Repeatability Versus Reproducibility¶
Page Maps¶
graph LR
family["Reproducible Research"]
program["Deep Dive DVC"]
section["Reproducibility Failures Real Teams"]
page["Repeatability Versus Reproducibility"]
capstone["Capstone evidence"]
family --> program --> section --> page
page -.applies in.-> capstone
flowchart LR
orient["Orient on the page map"] --> read["Read the main claim and examples"]
read --> inspect["Inspect the related code, proof, or capstone surface"]
inspect --> verify["Run or review the verification path"]
verify --> apply["Apply the idea back to the module and capstone"]
These two words are often used as if they mean the same thing.
They do not.
That confusion is one of the main reasons teams think they are in better shape than they really are.
The short version¶
Repeatability means:
- I can run the same workflow again in roughly the same setup
- I get the same or similar result right now
Reproducibility means:
- another person can recover the same result later
- on another machine
- from the recorded artifacts and rules rather than from private memory
Repeatability is local and fragile.
Reproducibility is social and durable.
Why the difference matters¶
A workflow can be repeatable for one person on one laptop and still be irreproducible for the team.
That happens when success depends on things like:
- a local copy of the right data
- remembered setup steps
- a library stack nobody recorded precisely
- a notebook state that only the author understands
The run can still "work." The trust story is what fails.
A practical contrast¶
| Question | Repeatability answers | Reproducibility answers |
|---|---|---|
| can I rerun this today | often yes | maybe, but that is not the whole test |
| can a teammate rerun it next month | not necessarily | this is the real target |
| does the repository explain what mattered | often only partly | it has to |
| does history survive machine changes and team turnover | usually no | it must |
This table is the first mental shift the module needs.
A small example¶
Imagine a teammate says:
I reran
train.pyand got the same metric, so the workflow is reproducible.
That statement is too strong.
At best, it shows a narrow form of repeatability.
It does not yet answer:
- did they use the same exact data bytes
- did they use the same environment
- did the same parameters and preprocessing steps apply
- could someone else repeat the run from the repository alone
The gap between those questions is the gap between the two terms.
A human way to think about it¶
flowchart LR
rerun["I reran it"] --> local["local success"]
local --> memory["depends on machine state and memory"]
repo["recorded artifacts and rules"] --> transfer["someone else can recover it later"]
transfer --> trust["reproducible trust"]
Repeatability often ends at local success.
Reproducibility has to survive transfer.
Why teams overestimate repeatability¶
Teams often confuse the two because:
- the original author still remembers the setup
- the right files are still sitting on disk
- the environment has not drifted enough yet to cause visible breakage
- the workflow has not been pressure-tested by turnover, CI, or audit questions
In other words, the workflow can appear healthy while it is still relying on luck.
Good questions to ask early¶
When someone says a workflow is reproducible, ask:
- could another person recover the run from the repo and declared inputs
- could the same result be recovered after a clean clone
- which parts of the story are still living only in memory
Those questions are not nitpicking.
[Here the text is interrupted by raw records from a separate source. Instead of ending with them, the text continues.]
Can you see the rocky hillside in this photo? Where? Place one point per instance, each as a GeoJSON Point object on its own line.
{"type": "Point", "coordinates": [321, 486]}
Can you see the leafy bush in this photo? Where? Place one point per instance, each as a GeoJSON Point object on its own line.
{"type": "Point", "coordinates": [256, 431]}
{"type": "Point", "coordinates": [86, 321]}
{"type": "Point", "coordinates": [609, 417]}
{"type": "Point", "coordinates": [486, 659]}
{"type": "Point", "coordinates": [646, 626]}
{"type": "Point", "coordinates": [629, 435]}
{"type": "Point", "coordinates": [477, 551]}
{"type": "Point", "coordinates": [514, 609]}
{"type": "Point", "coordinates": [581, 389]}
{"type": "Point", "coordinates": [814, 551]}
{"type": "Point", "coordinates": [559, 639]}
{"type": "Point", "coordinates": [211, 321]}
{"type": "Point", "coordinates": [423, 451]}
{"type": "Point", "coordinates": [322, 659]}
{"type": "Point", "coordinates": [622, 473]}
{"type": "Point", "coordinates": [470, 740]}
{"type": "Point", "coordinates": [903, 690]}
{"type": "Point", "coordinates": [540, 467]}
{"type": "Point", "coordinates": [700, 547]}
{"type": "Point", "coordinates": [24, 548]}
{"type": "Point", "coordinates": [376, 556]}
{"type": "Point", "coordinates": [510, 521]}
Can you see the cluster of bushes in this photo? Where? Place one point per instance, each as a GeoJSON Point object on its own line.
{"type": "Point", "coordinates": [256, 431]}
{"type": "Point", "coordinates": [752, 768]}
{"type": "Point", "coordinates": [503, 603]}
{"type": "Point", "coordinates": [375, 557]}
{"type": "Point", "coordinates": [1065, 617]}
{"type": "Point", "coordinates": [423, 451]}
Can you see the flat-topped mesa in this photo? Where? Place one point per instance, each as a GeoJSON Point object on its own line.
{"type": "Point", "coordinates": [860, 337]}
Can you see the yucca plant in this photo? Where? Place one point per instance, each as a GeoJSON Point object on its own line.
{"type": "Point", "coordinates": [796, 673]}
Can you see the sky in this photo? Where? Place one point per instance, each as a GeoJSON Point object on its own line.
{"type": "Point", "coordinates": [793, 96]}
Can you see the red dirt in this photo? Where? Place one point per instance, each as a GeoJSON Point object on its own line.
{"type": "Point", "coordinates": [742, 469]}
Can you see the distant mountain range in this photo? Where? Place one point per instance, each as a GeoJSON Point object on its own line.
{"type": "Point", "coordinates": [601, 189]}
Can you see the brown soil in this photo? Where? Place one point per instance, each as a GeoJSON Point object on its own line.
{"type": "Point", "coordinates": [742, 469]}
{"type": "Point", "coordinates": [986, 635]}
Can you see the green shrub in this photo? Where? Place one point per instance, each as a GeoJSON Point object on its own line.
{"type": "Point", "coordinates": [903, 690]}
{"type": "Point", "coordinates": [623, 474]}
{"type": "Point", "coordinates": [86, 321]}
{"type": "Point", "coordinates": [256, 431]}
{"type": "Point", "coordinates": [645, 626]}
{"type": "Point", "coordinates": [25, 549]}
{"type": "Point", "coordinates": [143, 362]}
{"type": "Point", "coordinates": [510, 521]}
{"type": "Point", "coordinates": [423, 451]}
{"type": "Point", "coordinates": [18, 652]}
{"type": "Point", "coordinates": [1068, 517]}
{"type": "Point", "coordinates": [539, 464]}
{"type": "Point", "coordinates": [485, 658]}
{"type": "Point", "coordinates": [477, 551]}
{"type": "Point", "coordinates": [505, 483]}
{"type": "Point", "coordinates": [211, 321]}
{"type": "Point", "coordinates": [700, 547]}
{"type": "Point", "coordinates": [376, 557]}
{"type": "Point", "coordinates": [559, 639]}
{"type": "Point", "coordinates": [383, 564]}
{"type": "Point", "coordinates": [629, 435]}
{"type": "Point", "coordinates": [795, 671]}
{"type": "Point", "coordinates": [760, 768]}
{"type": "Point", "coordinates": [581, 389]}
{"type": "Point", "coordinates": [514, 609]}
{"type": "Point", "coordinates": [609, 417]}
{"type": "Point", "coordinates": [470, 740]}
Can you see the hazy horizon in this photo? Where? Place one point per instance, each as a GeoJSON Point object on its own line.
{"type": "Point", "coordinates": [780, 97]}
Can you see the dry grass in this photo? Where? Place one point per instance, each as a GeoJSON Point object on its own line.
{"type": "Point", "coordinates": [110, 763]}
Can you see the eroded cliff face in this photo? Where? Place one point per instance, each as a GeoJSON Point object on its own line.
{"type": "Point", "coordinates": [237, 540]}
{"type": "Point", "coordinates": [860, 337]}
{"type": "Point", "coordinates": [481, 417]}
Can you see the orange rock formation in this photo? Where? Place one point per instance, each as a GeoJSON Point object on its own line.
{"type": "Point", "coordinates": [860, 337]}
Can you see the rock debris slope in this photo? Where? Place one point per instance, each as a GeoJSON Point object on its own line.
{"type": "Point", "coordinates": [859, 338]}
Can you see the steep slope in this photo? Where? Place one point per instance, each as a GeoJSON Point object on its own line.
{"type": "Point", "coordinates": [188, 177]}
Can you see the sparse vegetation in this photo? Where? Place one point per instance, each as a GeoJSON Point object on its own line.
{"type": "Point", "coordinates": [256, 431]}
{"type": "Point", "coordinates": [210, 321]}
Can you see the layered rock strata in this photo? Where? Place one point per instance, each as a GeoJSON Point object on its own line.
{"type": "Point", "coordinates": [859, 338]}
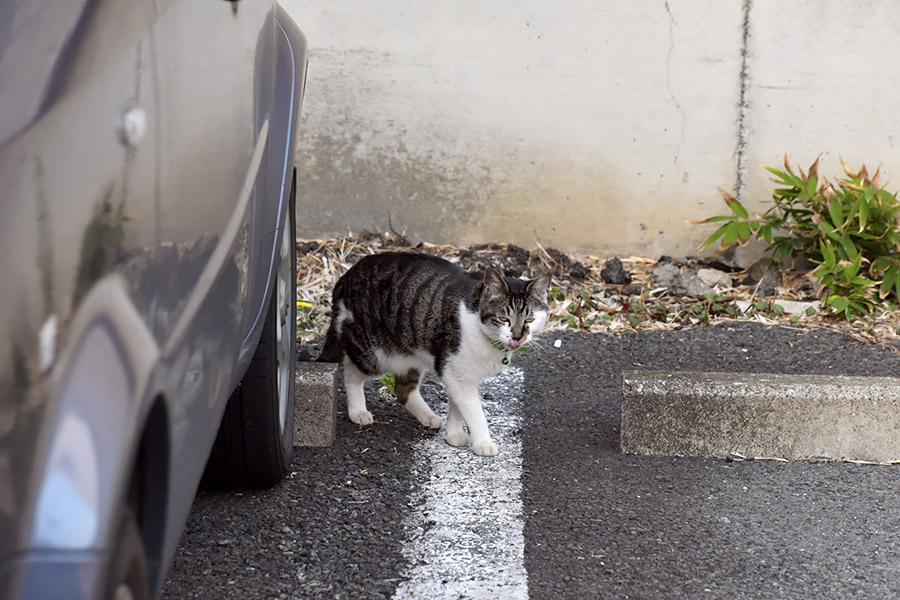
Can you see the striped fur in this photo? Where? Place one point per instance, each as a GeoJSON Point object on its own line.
{"type": "Point", "coordinates": [408, 313]}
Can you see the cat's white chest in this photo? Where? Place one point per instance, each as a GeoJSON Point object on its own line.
{"type": "Point", "coordinates": [477, 357]}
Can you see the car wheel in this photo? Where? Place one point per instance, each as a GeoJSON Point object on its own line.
{"type": "Point", "coordinates": [255, 441]}
{"type": "Point", "coordinates": [129, 575]}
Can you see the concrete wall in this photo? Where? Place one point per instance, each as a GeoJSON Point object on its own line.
{"type": "Point", "coordinates": [583, 124]}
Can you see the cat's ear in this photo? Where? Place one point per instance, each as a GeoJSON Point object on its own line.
{"type": "Point", "coordinates": [539, 287]}
{"type": "Point", "coordinates": [494, 284]}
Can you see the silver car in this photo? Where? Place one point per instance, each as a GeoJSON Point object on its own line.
{"type": "Point", "coordinates": [147, 277]}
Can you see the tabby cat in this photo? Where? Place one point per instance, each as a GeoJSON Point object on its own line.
{"type": "Point", "coordinates": [408, 313]}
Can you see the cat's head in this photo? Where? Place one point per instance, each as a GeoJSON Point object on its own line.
{"type": "Point", "coordinates": [512, 310]}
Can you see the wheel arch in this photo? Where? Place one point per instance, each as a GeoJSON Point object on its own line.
{"type": "Point", "coordinates": [148, 489]}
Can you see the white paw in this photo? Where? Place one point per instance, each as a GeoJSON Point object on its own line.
{"type": "Point", "coordinates": [361, 417]}
{"type": "Point", "coordinates": [487, 448]}
{"type": "Point", "coordinates": [457, 438]}
{"type": "Point", "coordinates": [431, 421]}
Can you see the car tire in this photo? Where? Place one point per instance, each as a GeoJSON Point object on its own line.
{"type": "Point", "coordinates": [254, 445]}
{"type": "Point", "coordinates": [129, 576]}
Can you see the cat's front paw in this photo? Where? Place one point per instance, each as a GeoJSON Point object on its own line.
{"type": "Point", "coordinates": [457, 438]}
{"type": "Point", "coordinates": [432, 421]}
{"type": "Point", "coordinates": [487, 448]}
{"type": "Point", "coordinates": [361, 417]}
They are the beginning of engineering honesty.
What DVC is not solving here¶
DVC does not magically make every workflow deterministic or scientifically valid.
What it helps with is the mechanical side of reproducibility:
- tracked data identity
- visible stage relationships
- recoverable artifacts
That is why this distinction belongs before any DVC command.
Keep this standard¶
Do not let "I reran it" end the discussion.
Treat that as a useful signal, not as final proof.
If the result cannot survive transfer across people, machines, and time, the workflow may be repeatable today and still irreproducible in the way teams actually care about.